La couverture partiale des médias internationaux sur l’Afrique coûte au continent des milliards de dollars d’investissements directs étrangers. C’est ce qu’indique un rapport publié le 10 octobre dernier par l’Ong Africa No Filter et le cabinet de conseil en stratégie Africa Practice. Dans cette étude, intitulée «Le coût des stéréotypes médiatiques pour l’Afrique», il est révélé que le continent subit une « prime de préjudice » estimée à 4,2 milliards de dollars par an, rien que pour le service de la dette.
«Depuis longtemps, l’image de l’Afrique dans les médias est dominée par des stéréotypes tenaces », souligne le rapport, qui s’appuie sur une analyse quantitative et qualitative des répercussions financières d’une couverture biaisée, notamment en période électorale.«Nos résultats montrent que les pays africains attirent une attention accrue des médias lors des élections générales, mais celle-ci est disproportionnellement axée sur des problématiques négatives telles que la violence et la fraude électorale», explique l’étude.
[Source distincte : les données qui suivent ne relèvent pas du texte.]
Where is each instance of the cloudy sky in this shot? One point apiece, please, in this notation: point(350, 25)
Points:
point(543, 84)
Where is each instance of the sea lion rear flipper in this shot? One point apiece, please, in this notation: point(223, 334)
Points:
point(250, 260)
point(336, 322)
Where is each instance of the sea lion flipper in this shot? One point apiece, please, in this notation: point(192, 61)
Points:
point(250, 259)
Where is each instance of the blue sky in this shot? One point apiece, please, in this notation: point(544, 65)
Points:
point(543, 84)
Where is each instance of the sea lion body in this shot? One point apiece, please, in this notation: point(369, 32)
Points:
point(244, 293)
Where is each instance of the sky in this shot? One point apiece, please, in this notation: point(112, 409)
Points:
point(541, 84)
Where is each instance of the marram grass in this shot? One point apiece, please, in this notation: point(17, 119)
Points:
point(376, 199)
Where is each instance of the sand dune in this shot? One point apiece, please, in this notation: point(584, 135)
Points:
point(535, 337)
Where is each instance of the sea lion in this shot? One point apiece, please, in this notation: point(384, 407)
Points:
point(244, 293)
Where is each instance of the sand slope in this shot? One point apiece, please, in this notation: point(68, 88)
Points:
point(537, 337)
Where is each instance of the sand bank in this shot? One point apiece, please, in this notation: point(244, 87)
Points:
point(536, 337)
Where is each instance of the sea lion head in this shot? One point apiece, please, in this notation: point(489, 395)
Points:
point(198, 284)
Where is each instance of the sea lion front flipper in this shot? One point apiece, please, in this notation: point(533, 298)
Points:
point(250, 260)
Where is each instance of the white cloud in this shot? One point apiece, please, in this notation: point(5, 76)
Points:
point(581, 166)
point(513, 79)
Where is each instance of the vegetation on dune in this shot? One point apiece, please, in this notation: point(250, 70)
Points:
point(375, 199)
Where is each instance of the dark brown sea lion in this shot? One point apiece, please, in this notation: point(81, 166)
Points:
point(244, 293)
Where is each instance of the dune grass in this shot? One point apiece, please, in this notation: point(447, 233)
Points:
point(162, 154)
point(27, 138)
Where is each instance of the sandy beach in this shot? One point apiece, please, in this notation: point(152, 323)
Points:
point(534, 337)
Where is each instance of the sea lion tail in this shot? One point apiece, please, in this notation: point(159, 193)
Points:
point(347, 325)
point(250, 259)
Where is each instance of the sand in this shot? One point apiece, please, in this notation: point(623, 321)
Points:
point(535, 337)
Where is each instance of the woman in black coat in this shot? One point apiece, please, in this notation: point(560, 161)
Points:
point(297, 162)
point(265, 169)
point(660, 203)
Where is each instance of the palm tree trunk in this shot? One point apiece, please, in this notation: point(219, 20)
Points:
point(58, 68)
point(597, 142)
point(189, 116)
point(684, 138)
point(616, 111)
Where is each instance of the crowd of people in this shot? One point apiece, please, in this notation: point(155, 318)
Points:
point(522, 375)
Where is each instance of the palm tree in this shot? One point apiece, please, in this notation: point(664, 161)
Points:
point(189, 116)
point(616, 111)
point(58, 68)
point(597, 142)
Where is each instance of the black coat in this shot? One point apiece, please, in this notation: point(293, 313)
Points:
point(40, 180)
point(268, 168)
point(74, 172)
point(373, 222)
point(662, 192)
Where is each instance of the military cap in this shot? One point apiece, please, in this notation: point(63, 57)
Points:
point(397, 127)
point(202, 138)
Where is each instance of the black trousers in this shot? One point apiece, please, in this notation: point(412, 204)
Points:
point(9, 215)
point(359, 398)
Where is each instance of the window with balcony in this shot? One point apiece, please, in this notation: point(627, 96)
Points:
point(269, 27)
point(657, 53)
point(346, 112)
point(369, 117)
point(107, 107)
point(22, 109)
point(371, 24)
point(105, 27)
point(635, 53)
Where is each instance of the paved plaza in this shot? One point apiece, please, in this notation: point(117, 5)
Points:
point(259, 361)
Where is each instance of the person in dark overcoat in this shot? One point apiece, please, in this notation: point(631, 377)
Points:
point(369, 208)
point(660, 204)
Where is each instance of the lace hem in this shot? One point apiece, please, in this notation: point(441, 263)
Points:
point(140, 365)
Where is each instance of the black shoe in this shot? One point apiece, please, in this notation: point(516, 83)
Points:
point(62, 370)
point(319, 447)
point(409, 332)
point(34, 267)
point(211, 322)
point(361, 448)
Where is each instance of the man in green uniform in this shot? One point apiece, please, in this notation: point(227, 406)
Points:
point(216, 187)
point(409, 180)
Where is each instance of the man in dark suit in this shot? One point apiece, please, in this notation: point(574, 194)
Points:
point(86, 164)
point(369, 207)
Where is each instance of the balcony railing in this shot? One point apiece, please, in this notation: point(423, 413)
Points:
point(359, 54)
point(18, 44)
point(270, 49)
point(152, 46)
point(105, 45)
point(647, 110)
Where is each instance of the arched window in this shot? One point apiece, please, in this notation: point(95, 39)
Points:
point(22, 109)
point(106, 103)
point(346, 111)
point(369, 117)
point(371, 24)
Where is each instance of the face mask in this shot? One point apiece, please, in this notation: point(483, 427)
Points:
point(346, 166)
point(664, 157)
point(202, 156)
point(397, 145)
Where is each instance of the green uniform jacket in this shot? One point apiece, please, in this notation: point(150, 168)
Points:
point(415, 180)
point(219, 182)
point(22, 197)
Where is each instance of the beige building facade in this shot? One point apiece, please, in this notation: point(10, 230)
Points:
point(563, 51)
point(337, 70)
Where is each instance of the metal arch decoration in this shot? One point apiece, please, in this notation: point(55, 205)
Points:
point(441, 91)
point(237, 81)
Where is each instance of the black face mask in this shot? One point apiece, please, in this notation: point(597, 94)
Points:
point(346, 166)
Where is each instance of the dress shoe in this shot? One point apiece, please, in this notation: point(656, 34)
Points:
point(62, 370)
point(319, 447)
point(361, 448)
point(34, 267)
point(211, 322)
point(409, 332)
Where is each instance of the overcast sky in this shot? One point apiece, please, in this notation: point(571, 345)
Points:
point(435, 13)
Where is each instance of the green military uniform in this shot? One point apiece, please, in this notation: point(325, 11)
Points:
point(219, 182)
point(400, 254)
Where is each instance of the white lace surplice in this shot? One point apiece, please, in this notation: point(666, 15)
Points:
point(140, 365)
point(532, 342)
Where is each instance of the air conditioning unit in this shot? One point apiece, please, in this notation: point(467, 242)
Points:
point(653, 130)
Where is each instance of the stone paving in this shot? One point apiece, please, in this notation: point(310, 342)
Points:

Selon le document, le terme «violence» est particulièrement associé à l’Afrique dans la couverture médiatique, surtout durant les périodes électorales.
Pour évaluer cet impact, les pays africains ont été comparés à trois nations non africaines présentant des profils similaires. Ainsi, le Kenya a été mis en parallèle avec la Malaisie, l’Égypte avec la Thaïlande, et l’Afrique du Sud avec le Danemark. Les résultats mettent en lumière les récits négatifs entourant les processus électoraux africains. L’étude montre que 88 % des articles de presse concernant le Kenya pendant les élections sont négatifs, contre 48 % pour la Malaisie. De même, en Égypte, 66 % des articles sont négatifs, contre seulement 32 % en Thaïlande. En dehors de ces périodes, les médias internationaux se concentrent principalement sur la pauvreté, les guerres et les conflits en Afrique, tout en occultant les progrès et réalisations positives du continent.
Taux d’emprunt élevés
L’étude établit également un lien direct entre la couverture médiatique et la perception du risque par les investisseurs, qui ajustent les taux d’emprunt en fonction du risque perçu. Plus les médias internationaux présentent les pays africains comme des destinations risquées, plus les coûts d’emprunt deviennent excessifs. À l’inverse, une couverture médiatique positive est associée à des rendements obligataires plus faibles.
Pour évaluer les économies potentielles sur le coût du service de la dette pour des pays comme le Nigeria, le Kenya, l’Égypte et l’Afrique du Sud, le rapport s’est appuyé sur des modélisations académiques. Ces dernières indiquent qu’une amélioration de 10 % de l’image médiatique d’un pays entraîne une diminution de 1 % des taux d’intérêt. Extrapolée à l’échelle du continent, cette influence représente une perte annuelle de 4,2 milliards de dollars due aux récits négatifs. «Ce montant pourrait financer l’éducation de plus de 12 millions d’enfants, vacciner plus de 73 millions de jeunes ou fournir de l’eau potable à deux tiers de la population du Nigeria», indique le rapport, qui insiste sur l’urgence de dépasser les stéréotypes nuisibles dans les reportages sur l’Afrique.
Ces récits biaisés ont des conséquences réelles : ils amplifient la perception du risque et conduisent à des coûts d’emprunt excessivement élevés, même pour des pays africains ayant une bonne notation de crédit. Le document conclut que cette couverture disproportionnée sert davantage les institutions de crédit, en justifiant des conditions de prêt injustes imposées aux États africains.